I love you. I fucking love you. I love you so fucking much and it's terrifying me. "You're such a sap," she choked out weakly.

"You love it."

He was staring at her again, and somehow, she knew that he could quite happily spend the rest of his life gazing at her like he was. Because she could happily spend the rest of hers looking at him. And for a few moments she was able to forget they weren't in the same room. She could imagine what it'd be like to lay in bed beside him. With him. Could see the way his forehead crinkled and the way his mouth twitched and the sprinkling of grey in his beard. She wanted to reach out and trace a finger over the lines around his eyes, across his forehead, the corners of his lips. Wanted to feel the rise and fall of his chest beneath her palms, his breath on her neck, warm hands a heavy weight on her hips…

"What d'you think you're doin'?" he demanded suddenly, abruptly, eyes narrowing. Jac recoiled, thrown for a wild moment. What the–? Those musings had been internal, hadn't they? She'd not voiced them, had kept them as always locked deep within herself … hadn't she? Shit. Fuck. Fuck fuck fuck – oh … wait… Jac cursed internally as she realised that he wasn't addressing her, but someone else; his stern gaze focused on a spot behind her, behind his phone. No doubt one of his erratic offspring was about to be in some deep shit.
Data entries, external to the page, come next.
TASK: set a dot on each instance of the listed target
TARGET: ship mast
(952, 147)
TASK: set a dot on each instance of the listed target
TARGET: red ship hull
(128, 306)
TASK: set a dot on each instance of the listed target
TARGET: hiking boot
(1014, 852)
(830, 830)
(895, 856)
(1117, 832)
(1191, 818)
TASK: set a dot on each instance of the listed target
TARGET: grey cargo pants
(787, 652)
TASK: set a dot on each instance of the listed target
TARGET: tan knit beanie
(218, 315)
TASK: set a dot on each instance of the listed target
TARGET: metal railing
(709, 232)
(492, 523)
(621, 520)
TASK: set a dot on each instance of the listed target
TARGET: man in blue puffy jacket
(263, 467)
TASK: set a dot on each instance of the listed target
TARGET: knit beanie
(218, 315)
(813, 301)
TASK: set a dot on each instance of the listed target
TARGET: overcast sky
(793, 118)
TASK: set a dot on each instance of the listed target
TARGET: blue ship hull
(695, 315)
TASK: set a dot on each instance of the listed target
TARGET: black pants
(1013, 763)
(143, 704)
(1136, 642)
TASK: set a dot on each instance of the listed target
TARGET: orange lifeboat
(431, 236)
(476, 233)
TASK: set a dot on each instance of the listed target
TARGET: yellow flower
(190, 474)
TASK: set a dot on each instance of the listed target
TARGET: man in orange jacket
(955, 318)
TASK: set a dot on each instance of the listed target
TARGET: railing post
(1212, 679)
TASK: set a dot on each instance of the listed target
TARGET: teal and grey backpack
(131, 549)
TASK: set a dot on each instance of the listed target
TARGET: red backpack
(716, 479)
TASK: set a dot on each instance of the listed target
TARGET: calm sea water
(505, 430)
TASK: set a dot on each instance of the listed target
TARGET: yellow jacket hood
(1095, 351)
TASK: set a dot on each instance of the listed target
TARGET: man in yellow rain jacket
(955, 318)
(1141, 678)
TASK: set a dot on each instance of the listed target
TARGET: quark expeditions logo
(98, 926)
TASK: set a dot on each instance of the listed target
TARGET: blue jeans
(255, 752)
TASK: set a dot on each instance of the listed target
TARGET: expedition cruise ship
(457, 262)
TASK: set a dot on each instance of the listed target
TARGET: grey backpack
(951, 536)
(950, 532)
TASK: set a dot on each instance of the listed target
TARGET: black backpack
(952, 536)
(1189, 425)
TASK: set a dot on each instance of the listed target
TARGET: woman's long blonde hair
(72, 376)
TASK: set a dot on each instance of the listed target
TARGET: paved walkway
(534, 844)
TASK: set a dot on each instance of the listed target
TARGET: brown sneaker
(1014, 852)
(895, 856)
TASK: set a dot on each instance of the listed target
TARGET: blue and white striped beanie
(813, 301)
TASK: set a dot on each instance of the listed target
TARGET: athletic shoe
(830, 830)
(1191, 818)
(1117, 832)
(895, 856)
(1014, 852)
"Who is you talking to?" and Jac's heart throbbed in instinctual recognition.

Fletch broke into a tender smile, glancing at his phone. "Why don't ya come up her an' find out?"
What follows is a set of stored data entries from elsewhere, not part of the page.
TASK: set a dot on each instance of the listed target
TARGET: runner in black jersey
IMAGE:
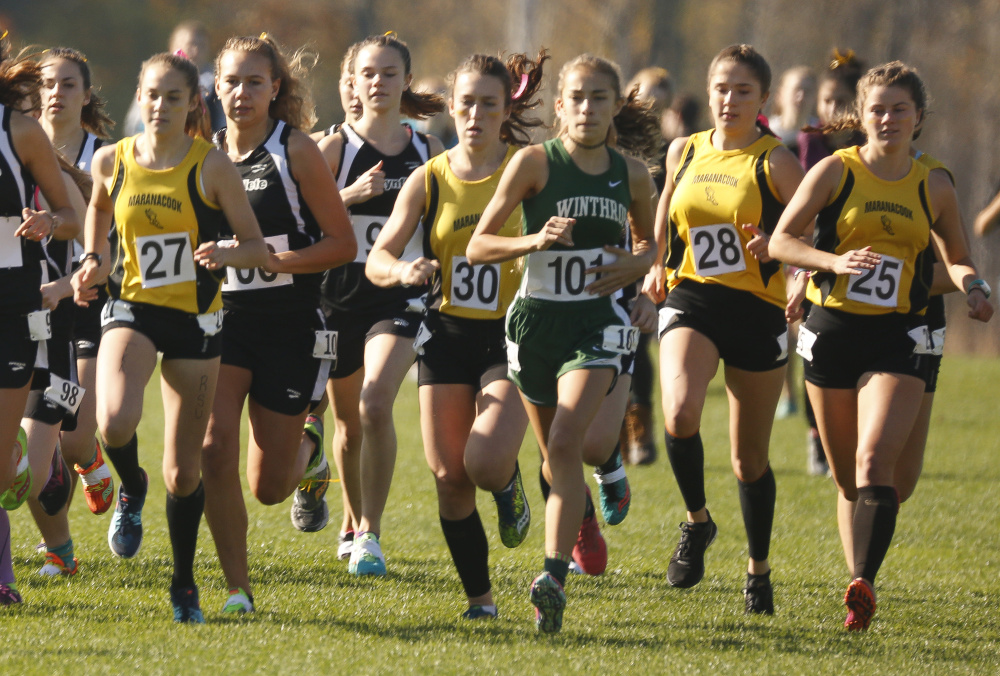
(26, 160)
(375, 327)
(73, 118)
(275, 346)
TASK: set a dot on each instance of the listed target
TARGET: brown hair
(416, 105)
(892, 74)
(92, 117)
(197, 123)
(636, 128)
(20, 76)
(294, 103)
(520, 69)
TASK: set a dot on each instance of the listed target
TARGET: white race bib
(561, 275)
(326, 345)
(620, 339)
(39, 325)
(238, 279)
(476, 287)
(806, 340)
(879, 286)
(64, 393)
(165, 259)
(717, 250)
(10, 246)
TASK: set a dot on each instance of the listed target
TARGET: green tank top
(600, 206)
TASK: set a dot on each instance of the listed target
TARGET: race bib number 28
(165, 259)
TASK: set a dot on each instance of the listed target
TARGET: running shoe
(14, 497)
(860, 602)
(367, 558)
(9, 595)
(56, 566)
(186, 607)
(758, 595)
(309, 510)
(125, 532)
(55, 494)
(345, 546)
(687, 565)
(549, 599)
(590, 552)
(513, 513)
(616, 495)
(239, 602)
(480, 613)
(99, 487)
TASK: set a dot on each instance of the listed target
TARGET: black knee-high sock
(588, 507)
(183, 518)
(470, 552)
(757, 503)
(874, 524)
(687, 458)
(126, 461)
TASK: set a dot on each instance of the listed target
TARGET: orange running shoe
(860, 602)
(591, 551)
(99, 486)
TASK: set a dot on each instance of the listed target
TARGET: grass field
(939, 591)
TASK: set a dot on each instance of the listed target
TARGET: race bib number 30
(879, 286)
(474, 286)
(717, 250)
(562, 275)
(238, 279)
(10, 251)
(165, 259)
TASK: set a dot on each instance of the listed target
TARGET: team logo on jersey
(253, 184)
(153, 221)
A heartbeat later a face she knew better than her own filled her screen. "Mummy!"

"Hey, baby," she whispered, hoping the lighting was too dim for Emma to notice that she'd been crying. Her child was annoyingly astute at times. "You feeling better?"

Emma shrugged a small shoulder. "Little bit." She twisted and turned to Fletch. "I'm hungry."

"You can have somethin' in the mornin'," he promised. "I know it sucks, but we gotta be sure you're not gonna be poorly again, don't we?" Jac couldn't see Emma's expression as she contemplated his reasoning; abruptly the little girl lurched forward and wrapped her skinny arms round his neck.

There was a wonderous smile on Fletch's face as he hugged her back; then his gaze was swiftly drawn toward a second disturbance by his bedroom door. "Theo," he murmured, resignation tinged with exasperation coating his sigh. "Go back t' bed mate."

"Is Emma all alright?" Jac heard the little boy ask.

At the sound of her name, Emma lifted her head to look in Theo's direction. "Yeah, she's fine mate," Fletch assured his youngest. "Aren't you?" Emma nodded, wide eyes flicking back to the phone where her mother's image was displayed.

"Try to go back to sleep baby," Jac told her as Theo clambered up onto Fletch's bed.

She nodded, already rubbing her eyes. "Alright. N'night mummy. I loves you."

"Love you too," Jac whispered as she watched her daughter worm her way under the duvet beside her bestest friend in the whole wide world. Eyes drifting shut and her breathing deepening, calming, steadying to match the same rhythm as Theo's. Peaceful. Happy. Safe. "You're in the wrong bed, Naylor," Jac mumbled faintly to herself, watching as Theo draped a small arm around Emma, the pair of them snuggling up, already dead to the world, against

Then what she'd just said – and more importantly, that she'd said it out loud – hit her. Oh god … oh god oh god oh god…

Fletch cleared his throat, a hand subconsciously reaching out to the children. He fixed her with an unblinking gaze. His words a dare – a challenge. "Yeah. Yeah you are."

And there it was. That thing they had been avoiding since this whole ritual had begun.